Sentimento esse que deveria ser uma doença da extrema-direita – só que aqueles que estão matando judeus na França hoje não são membros da Frente Nacional. São islamitas.

“Os maiores crimes cometidos contra a comunidade judaica – Ilan Halimi, as mortes em Toulouse, no Hyper Cacher, Sarah Halimi – todos foram perpetrados por muçulmanos radicalizados. São jovens com documentos franceses, mas que odeiam tudo o que o país representa. Essa é a natureza do problema que estamos enfrentando, do qual é muito complicado falar”, me explicou Robert Ejnes, diretor-executivo da CRIF, organização à qual pertencem vários grupos de judeus franceses, por telefone.

E aqui vão alguns fatos que também são difíceis de discutir: os judeus representam menos de 1% da população francesa; entretanto, em 2014, 51% de todos os ataques racistas ocorridos no país foram contra eles, de acordo com o Ministério do Interior. Uma pesquisa daquele ano feita pela AJC Paris e pelo think tank Fondapol, com mil franceses de afiliação religiosa desconhecida e 575 que se identificaram como muçulmanos, concluiu que esses últimos tinham o dobro ou triplo de possibilidade de revelar sentimentos antissemitas do que os primeiros; 19% achavam que os judeus tinham poder político “em excesso”; entre os islâmicos, esse número pulou para 51%. Além disso, 44% dos muçulmanos concordaram com a ideia de que o sionismo “é uma organização internacional cujo objetivo é influenciar o mundo e a sociedade em favor dos judeus”. E o resto da pesquisa é devastador na mesma linha.

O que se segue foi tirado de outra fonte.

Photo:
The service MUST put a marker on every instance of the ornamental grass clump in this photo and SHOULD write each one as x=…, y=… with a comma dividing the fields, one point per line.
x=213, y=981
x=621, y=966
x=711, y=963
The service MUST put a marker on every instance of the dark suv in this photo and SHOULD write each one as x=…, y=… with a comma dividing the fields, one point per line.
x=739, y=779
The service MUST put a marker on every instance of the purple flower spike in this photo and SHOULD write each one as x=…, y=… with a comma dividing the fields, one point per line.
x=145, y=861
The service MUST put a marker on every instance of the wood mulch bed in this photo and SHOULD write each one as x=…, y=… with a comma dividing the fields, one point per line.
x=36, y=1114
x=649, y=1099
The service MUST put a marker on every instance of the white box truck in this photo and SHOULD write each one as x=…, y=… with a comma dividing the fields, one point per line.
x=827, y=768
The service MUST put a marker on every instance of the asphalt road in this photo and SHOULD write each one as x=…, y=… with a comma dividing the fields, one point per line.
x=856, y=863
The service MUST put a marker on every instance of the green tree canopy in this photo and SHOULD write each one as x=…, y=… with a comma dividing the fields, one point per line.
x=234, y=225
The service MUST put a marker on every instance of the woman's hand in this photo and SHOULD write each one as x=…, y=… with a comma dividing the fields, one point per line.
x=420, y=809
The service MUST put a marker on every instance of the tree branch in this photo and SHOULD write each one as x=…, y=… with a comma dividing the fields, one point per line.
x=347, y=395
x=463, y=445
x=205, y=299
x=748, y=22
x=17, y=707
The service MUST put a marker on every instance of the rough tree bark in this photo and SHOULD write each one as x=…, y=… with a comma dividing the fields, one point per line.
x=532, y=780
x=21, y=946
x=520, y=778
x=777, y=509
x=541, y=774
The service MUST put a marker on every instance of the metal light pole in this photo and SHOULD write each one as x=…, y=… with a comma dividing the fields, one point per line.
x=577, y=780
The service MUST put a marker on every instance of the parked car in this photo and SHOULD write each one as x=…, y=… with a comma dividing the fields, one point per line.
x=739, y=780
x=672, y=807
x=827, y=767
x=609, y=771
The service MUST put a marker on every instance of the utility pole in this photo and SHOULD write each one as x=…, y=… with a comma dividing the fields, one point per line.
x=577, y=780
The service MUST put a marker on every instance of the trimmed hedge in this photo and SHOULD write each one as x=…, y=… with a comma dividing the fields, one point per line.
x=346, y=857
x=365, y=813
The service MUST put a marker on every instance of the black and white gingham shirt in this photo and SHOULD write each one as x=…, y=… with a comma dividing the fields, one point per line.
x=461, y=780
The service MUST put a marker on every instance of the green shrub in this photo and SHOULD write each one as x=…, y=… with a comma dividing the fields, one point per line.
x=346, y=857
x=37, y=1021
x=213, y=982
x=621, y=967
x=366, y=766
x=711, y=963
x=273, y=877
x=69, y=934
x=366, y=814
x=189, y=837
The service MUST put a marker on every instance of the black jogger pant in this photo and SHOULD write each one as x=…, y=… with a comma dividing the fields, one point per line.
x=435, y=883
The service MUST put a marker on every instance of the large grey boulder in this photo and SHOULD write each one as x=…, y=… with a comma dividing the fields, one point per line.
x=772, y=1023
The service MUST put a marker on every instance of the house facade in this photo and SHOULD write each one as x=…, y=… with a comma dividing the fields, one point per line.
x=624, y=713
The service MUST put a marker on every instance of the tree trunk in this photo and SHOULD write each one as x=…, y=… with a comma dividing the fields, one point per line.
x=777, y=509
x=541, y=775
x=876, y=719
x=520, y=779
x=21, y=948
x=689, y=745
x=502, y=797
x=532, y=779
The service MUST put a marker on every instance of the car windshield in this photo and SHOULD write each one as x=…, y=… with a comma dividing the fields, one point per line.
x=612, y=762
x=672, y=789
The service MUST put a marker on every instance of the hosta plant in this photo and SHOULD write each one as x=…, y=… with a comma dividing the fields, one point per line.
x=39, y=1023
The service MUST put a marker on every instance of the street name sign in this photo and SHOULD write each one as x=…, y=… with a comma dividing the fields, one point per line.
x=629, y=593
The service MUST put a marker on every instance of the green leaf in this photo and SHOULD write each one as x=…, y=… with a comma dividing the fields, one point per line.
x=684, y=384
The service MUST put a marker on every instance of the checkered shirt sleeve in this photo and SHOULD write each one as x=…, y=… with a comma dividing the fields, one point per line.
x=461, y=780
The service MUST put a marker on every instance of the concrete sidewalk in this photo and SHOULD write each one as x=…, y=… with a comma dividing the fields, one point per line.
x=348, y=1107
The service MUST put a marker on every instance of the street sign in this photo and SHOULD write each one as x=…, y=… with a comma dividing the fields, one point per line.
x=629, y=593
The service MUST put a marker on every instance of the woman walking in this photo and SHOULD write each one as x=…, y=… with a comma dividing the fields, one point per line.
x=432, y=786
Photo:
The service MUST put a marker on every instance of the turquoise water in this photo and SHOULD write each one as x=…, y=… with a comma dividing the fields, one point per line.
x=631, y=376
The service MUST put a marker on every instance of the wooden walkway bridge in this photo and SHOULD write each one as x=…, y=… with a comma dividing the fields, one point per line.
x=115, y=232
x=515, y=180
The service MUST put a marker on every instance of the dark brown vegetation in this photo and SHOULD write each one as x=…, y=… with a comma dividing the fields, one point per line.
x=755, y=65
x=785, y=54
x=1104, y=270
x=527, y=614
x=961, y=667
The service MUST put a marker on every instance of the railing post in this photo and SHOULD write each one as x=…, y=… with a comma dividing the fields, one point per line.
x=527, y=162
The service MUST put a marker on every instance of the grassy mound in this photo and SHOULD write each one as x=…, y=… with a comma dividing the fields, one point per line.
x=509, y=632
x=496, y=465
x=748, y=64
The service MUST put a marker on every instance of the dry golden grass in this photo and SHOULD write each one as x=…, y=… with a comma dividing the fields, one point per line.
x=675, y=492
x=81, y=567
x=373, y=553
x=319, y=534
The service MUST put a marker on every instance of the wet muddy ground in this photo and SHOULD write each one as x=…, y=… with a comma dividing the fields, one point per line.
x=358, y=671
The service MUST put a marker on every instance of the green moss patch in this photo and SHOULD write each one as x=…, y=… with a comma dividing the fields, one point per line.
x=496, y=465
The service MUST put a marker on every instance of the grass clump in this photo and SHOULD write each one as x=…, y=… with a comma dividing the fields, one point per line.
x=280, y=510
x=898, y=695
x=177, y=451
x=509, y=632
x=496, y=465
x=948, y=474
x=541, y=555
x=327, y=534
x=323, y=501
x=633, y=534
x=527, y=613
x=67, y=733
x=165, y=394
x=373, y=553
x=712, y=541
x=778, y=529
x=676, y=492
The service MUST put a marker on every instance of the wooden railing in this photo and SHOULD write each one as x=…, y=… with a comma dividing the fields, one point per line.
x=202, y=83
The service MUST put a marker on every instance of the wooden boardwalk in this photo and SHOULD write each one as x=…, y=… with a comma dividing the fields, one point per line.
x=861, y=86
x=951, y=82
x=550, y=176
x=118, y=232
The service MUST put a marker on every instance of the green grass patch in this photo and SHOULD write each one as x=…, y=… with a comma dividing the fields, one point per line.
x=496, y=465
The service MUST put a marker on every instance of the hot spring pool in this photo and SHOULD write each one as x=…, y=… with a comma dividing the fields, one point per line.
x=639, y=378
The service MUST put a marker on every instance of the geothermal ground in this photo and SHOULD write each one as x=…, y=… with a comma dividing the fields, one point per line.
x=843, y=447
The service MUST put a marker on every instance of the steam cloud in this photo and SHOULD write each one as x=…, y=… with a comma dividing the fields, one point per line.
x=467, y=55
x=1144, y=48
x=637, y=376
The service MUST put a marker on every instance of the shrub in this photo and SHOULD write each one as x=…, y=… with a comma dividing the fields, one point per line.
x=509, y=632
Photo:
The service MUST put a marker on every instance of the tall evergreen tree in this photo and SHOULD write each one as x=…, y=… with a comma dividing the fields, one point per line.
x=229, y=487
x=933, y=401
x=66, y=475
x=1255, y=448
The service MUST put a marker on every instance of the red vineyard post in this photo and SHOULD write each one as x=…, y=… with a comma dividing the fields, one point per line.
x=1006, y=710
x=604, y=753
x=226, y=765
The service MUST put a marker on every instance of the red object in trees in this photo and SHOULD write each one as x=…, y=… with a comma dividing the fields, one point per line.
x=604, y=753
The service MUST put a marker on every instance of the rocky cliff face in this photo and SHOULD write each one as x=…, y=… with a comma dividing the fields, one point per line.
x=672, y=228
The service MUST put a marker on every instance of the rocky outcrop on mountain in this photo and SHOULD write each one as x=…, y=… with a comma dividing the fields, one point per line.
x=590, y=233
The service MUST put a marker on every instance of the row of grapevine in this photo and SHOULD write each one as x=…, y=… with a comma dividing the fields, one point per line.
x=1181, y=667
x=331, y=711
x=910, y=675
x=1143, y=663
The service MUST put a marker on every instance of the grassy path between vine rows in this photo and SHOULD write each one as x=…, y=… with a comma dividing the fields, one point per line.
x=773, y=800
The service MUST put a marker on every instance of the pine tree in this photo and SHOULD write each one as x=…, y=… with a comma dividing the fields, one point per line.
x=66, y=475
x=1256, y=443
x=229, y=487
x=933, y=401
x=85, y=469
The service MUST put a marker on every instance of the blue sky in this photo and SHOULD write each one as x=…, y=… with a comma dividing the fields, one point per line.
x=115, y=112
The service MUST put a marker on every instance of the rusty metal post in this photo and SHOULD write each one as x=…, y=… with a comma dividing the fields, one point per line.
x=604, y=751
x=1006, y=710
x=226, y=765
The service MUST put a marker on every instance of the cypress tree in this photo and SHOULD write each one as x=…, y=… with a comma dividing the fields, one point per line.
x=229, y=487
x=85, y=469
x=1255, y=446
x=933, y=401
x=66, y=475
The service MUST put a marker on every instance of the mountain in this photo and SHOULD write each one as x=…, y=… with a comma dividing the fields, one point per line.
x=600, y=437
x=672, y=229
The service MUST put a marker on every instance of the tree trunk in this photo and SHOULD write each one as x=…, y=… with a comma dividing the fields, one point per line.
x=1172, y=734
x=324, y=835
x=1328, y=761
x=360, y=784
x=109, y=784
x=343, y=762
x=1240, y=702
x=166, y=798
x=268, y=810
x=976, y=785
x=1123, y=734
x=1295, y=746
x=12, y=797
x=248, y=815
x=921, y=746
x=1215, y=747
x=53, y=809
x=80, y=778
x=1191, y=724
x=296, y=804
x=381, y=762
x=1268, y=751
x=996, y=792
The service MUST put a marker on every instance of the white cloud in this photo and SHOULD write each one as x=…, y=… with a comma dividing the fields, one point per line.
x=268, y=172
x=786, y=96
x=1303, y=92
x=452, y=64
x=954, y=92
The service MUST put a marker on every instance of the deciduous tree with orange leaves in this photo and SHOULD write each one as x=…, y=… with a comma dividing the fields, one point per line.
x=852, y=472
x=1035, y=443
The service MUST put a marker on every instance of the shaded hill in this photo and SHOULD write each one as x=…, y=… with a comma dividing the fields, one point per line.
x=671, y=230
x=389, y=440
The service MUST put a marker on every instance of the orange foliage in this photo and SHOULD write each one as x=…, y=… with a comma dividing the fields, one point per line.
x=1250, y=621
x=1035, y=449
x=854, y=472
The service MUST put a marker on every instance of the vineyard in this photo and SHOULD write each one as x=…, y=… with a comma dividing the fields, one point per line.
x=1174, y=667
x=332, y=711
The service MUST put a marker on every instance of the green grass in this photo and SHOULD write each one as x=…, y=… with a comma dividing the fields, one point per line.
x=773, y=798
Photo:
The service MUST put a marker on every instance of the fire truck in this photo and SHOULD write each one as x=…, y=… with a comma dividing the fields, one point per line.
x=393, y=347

Os judeus são criticados e insultados pela extrema-direita e, cada vez mais, pela extrema-esquerda

Há anos a França usa tropas armadas para proteger sinagogas e escolas judaicas, mas a violência nas ruas – como a menina de 15 anos que usava o uniforme de uma escola judaica e recebeu uma navalhada no rosto; o garoto de 8 anos de quipá que foi agredido; os irmãos adolescentes que foram chamados de “sujos” antes de tomarem uma surra – não diminuiu. Na quarta, horas antes da marcha em honra a Mireille Knoll, a sede da União dos Estudantes Judeus Franceses foi invadida e pichada com frases como “Viva Arafat” e “Morte a Israel”.

Quaisquer que sejam as conclusões da investigação sobre o assassinato de Knoll, de uma coisa já temos certeza: os homens acusados de matá-la vivem em uma cultura na qual os judeus são criticados e insultados pela extrema-direita e, cada vez mais, pela extrema-esquerda; na qual a sensibilidade em relação às diferenças culturais leva muita gente, há muito tempo, a espalhar um ódio antigo em um formato novo, ainda mais perverso; na qual os ataques aos judeus são justificados por motivação política pelo que está acontecendo no Oriente Médio. Não é surpresa que quem segue essa ideologia chegue à conclusão de que o sangue judeu vale muito pouco.

Após a morte de Knoll, voltou-se a repetir as frases costumeiras: “O antissemitismo é o ódio que nunca morre”, “A violência que começa com os judeus nunca termina com eles”. O que é verdade – como também é o fato de o antissemitismo ser o ódio mais antigo do mundo porque há indivíduos em todas as gerações que o fomentam. E não poderá ser derrotado até encararmos essas pessoas e sua ideologia de frente.

Todos os judeus franceses, como milhões de judeus ao longo da história, terão de fazer uma escolha particular: deixar a pátria por um lugar mais seguro ou ficar e brigar pelo espaço a que têm direito em um país que se orgulha de ser um bastião de liberdade e fraternidade. Entretanto, talvez uma das netas de Mireille Knoll, Noa Goldfarb, tenha definido melhor a situação. Depois da tragédia da morte da avó, ela escreveu no Facebook, de Israel: “Saí de Paris há 20 anos sabendo que nem o meu futuro, nem o do povo judeu estão ali”.

Bari Weiss é editora de equipe e redatora da coluna de opinião do New York Times.